Mr. Speaker, again I come back to what is at the heart of this conversation, which is the question of whether the question of privilege about a member of this House having the right to vote was dealt with. That is fair enough. The House has made a ruling, and we respect the ruling that the Chair made.
However, the fundamental issue is not really even about the rule changes that have been proposed as a point of conversation. I remind Canadians and people watching that there has been no bill or motion introduced around any particular change to the House procedures; what there has been is a request by the government to have a conversation about how to modernize this place so that, for example, people do not get stuck on a bus and miss a vote, which I think is an archaic way to manage the affairs of a modern Parliament.
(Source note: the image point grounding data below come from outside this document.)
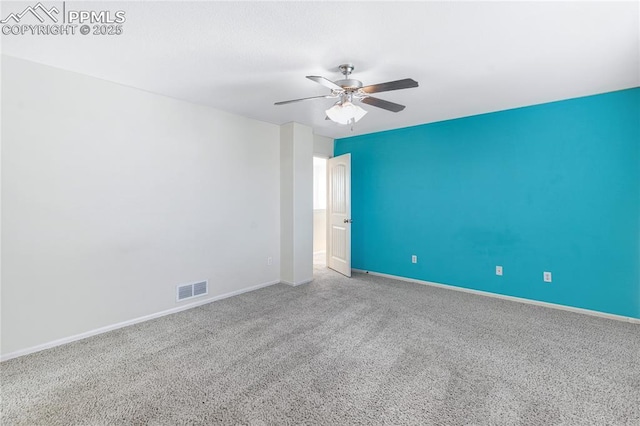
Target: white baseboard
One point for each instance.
(505, 297)
(297, 283)
(101, 330)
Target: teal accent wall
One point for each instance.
(552, 187)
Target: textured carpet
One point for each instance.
(366, 350)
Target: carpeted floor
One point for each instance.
(366, 350)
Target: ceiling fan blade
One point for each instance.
(326, 83)
(304, 99)
(407, 83)
(381, 103)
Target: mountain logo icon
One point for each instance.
(34, 11)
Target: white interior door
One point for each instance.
(339, 214)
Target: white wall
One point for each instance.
(322, 146)
(320, 230)
(296, 204)
(112, 196)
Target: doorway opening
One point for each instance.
(319, 212)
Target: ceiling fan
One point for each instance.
(349, 90)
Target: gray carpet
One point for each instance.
(368, 350)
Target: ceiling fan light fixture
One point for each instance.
(345, 113)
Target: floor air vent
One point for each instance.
(188, 291)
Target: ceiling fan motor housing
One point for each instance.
(349, 84)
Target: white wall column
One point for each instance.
(296, 203)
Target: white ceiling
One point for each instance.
(468, 57)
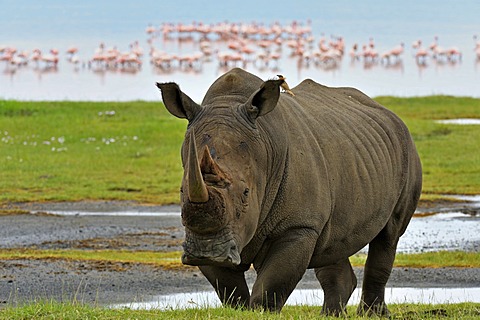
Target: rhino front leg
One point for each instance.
(281, 268)
(229, 284)
(338, 283)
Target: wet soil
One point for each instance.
(110, 282)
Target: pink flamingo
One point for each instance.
(477, 47)
(421, 54)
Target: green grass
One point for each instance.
(68, 151)
(450, 154)
(171, 260)
(75, 310)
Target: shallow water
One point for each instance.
(443, 231)
(314, 297)
(87, 23)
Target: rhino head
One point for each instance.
(225, 160)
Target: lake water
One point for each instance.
(48, 24)
(314, 297)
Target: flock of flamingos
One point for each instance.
(230, 45)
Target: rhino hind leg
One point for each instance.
(282, 268)
(338, 283)
(229, 284)
(381, 255)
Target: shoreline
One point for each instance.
(107, 283)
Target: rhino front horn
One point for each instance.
(197, 189)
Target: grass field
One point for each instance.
(67, 151)
(171, 260)
(74, 310)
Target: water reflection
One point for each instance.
(315, 298)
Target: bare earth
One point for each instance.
(108, 283)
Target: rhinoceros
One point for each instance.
(287, 183)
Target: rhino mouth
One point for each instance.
(219, 249)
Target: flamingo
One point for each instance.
(421, 54)
(477, 47)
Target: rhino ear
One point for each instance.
(177, 102)
(264, 99)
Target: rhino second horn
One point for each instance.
(197, 189)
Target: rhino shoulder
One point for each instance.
(310, 86)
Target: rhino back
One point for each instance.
(348, 159)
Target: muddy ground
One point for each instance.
(108, 283)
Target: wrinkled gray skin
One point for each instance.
(289, 183)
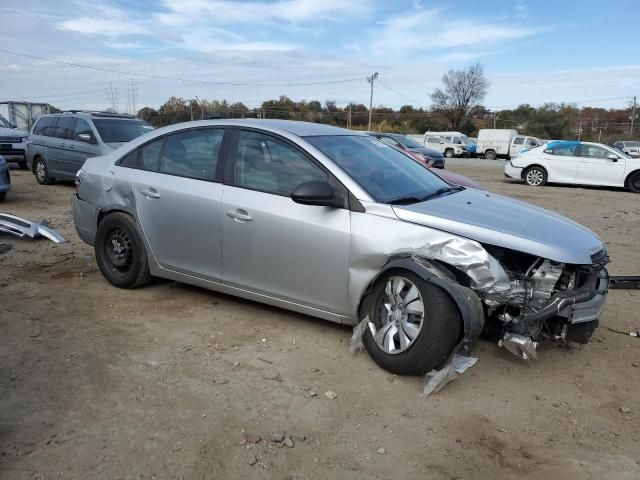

What we are trying to figure out and look at is actually a series of contradictory ideas: Should we sit on Fridays? Should we have longer constituency periods and longer sessions of sitting? Should we sit longer in the day, or should we sit shorter in the day, but sit for more days? It is a series of contradictory ideas that are being presented to try to modernize this place.
What I find fascinating is that what is really being stopped here is not a change to the House's procedural rules. What is being filibustered, effectively, by this motion and others, is the idea that the majority of the House of Parliament gets to choose an executive, and the executive gets to set the agenda.
There is no prescribed outcome to this conversation. There is no dictated, formal set of decisions as part of this conversation. If fact, if we read the document that is being filibustered, there are contradictory ideas that we want Parliament to resolve.
I think the two sides are united in their opposition because they share something else: they share ideology as the basis of political operation. This party uses ideas; the other party uses ideology, which means they have the answer before the question is even asked, which is why they resent this government proposing agendas for conversation.
Is it not important for the government of the day to set the agenda, and is that not the right that is being challenged by this filibuster?